There is another reason why you may use a relational database and that is because one field on one table, may relate to many fields on another table. In our car insurance example the person being insured may have had several accidents in the past that need to be counted, so the table for past claims could have many fields relating to one person. Again, these will need a common key for the tables to be related. It’s lucky I chose a car insurance theme at this point and not some sort of marriage theme, because things could be going horribly wrong at this point.
Of course there is also the possibility of a many to many relationship. Which is where my car insurance idea breaks down, but you get the picture.
How does this relate to web analytics? Well our web analytics tools are just big databases with fancy front ends. They store the data in a big warehouse that if you have the right tools you should be able to access in any way you could possibly wish. However the front ends tend to give you a good description of how they work in the back end.

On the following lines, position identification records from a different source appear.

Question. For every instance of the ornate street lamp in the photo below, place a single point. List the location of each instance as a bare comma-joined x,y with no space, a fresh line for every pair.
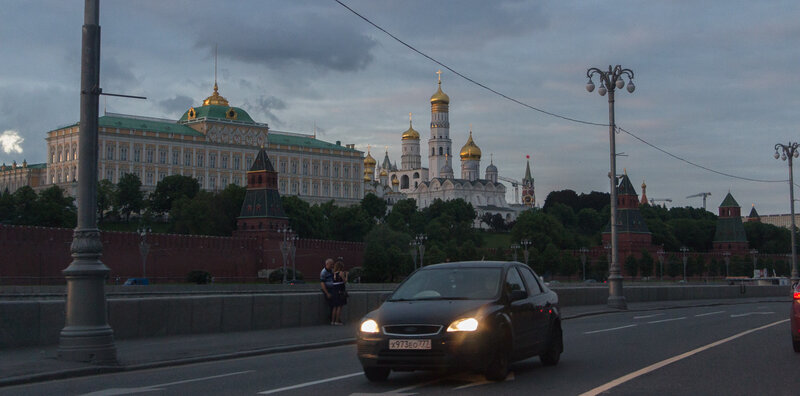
789,152
144,247
526,243
583,252
285,248
727,257
684,249
610,81
514,247
754,253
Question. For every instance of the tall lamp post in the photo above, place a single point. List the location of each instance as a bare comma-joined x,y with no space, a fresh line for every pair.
684,249
86,336
788,152
144,247
610,81
583,252
754,253
285,248
526,243
514,247
727,257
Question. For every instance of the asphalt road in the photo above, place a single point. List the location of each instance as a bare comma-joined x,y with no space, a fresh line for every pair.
721,350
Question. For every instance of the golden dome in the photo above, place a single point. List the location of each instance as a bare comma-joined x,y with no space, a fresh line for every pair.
410,134
470,151
369,161
215,98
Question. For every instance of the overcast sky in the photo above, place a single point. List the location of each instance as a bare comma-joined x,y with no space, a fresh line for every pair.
717,81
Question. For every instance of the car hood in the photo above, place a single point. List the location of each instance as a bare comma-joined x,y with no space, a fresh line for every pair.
441,312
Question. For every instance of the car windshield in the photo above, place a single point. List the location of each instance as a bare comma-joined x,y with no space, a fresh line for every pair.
450,284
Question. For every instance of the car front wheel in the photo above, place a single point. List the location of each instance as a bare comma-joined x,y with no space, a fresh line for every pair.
376,374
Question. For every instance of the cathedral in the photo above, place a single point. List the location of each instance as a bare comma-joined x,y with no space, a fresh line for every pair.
438,181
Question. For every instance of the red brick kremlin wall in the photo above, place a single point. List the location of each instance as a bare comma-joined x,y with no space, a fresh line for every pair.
37,255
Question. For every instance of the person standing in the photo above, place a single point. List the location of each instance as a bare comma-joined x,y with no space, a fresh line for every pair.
339,291
327,286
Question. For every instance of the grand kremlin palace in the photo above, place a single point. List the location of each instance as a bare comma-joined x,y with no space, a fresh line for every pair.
214,143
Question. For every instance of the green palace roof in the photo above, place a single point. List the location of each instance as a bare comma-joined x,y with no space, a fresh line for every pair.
217,112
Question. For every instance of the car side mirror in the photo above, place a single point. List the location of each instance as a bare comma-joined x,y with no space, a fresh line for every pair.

For this we see that we have a series of custom traffic variable reports. If you can persuade (cf pay) Omniture to allow you, you can get visits to each of your custom traffic variables as well as page views (and a load of other metrics too). Your custom traffic variables are coded on the page (they’re your sprops). They’re fairly basic – think of your page name, which is effectively the first sprop you’ll want to name.
Visits remember is a one to many relationship with page views. However the correlation reports that you run through your sprops work in a slightly different way. They are one to one relationships, hence visits make a little less sense in this case and would take much more processing power. For a recap, you use data correlations to link one custom traffic variable to another. This means you can say if custom traffic variable 1 was equal to ‘a’, tell me what the values of custom traffic variable 2 were (and depending on your depth, you could even drill down deeper).

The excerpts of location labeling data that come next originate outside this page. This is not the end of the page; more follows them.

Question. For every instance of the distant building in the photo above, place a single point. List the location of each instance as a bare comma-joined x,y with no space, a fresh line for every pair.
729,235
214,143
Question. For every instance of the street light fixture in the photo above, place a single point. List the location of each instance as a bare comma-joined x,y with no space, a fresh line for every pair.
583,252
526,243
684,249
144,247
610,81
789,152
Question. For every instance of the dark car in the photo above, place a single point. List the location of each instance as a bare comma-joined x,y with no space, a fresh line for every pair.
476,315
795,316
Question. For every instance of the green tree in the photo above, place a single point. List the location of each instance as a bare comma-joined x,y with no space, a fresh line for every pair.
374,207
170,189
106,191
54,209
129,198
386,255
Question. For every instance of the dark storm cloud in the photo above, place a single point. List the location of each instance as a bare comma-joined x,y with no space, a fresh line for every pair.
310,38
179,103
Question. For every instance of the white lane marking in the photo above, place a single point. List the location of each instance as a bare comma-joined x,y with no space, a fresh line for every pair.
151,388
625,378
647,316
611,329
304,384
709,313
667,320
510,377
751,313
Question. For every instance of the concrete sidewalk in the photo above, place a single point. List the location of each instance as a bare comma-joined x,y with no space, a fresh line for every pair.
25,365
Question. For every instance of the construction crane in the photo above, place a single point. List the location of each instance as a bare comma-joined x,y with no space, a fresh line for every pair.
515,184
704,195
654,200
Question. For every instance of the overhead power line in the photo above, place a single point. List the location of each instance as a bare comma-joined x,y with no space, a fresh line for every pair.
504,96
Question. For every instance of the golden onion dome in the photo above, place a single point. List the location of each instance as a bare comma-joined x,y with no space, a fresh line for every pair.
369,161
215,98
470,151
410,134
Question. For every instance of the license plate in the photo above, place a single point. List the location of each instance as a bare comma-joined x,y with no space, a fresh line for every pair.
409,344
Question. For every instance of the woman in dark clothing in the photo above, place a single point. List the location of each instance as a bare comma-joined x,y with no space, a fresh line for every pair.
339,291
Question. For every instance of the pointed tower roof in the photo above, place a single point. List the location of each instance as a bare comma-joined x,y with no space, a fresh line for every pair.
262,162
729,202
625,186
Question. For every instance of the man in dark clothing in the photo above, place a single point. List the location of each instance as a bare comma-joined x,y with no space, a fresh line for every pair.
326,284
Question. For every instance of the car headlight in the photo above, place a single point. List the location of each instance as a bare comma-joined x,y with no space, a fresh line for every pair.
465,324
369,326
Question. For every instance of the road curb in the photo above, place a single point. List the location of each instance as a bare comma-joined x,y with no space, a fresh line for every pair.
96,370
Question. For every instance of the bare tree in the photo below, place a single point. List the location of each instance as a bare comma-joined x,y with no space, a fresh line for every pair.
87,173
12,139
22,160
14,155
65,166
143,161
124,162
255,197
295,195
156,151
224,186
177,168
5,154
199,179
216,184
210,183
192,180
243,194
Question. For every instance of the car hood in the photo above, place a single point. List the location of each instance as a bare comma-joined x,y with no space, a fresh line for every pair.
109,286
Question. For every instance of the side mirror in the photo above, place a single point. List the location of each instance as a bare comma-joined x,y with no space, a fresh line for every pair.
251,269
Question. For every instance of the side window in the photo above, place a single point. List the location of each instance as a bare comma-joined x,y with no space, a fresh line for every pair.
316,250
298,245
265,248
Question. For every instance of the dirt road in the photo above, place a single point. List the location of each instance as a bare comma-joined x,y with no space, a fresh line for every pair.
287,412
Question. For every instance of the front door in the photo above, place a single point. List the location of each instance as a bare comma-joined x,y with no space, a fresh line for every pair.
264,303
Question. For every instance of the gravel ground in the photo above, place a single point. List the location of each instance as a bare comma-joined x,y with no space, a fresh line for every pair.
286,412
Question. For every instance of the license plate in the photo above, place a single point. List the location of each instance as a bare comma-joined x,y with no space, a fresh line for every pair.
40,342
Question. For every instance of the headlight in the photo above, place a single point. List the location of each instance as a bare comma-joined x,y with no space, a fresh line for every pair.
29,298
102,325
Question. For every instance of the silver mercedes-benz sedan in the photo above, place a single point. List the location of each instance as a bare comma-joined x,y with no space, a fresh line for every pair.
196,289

Still making sense? So if you can only get page views (I think I’d prefer it if they called these ‘instances’, but its a bit of a muchness), how do you use this data correlation? You have to use it in cases when you are only interested in things that related to page views. Or where the metric didn’t matter. Eg what pages did a user look at when logged on, if you set up your custom traffic variable to record on every page the username or the user status, you work out for each username/user status what pages those people/statuses had looked at.
So data correlations are useful in certain circumstances. In other circumstances what you actually want to be able to do is drill down. In this case you need to not look at correlations but at classifications. Classifications work in a slightly different way in that you define them after you have collected the data. In SiteCatalyst these are described by SAINT.
With SAINT, you can take your database table (eg one of your custom traffic variables) and add additional fields to it that you populate after the data is collected. Eg if you have a series of usernames that you collect in a custom traffic variable, you could take a table out of your existing database with usernames and what company they related to and then you could upload it into SiteCatalyst.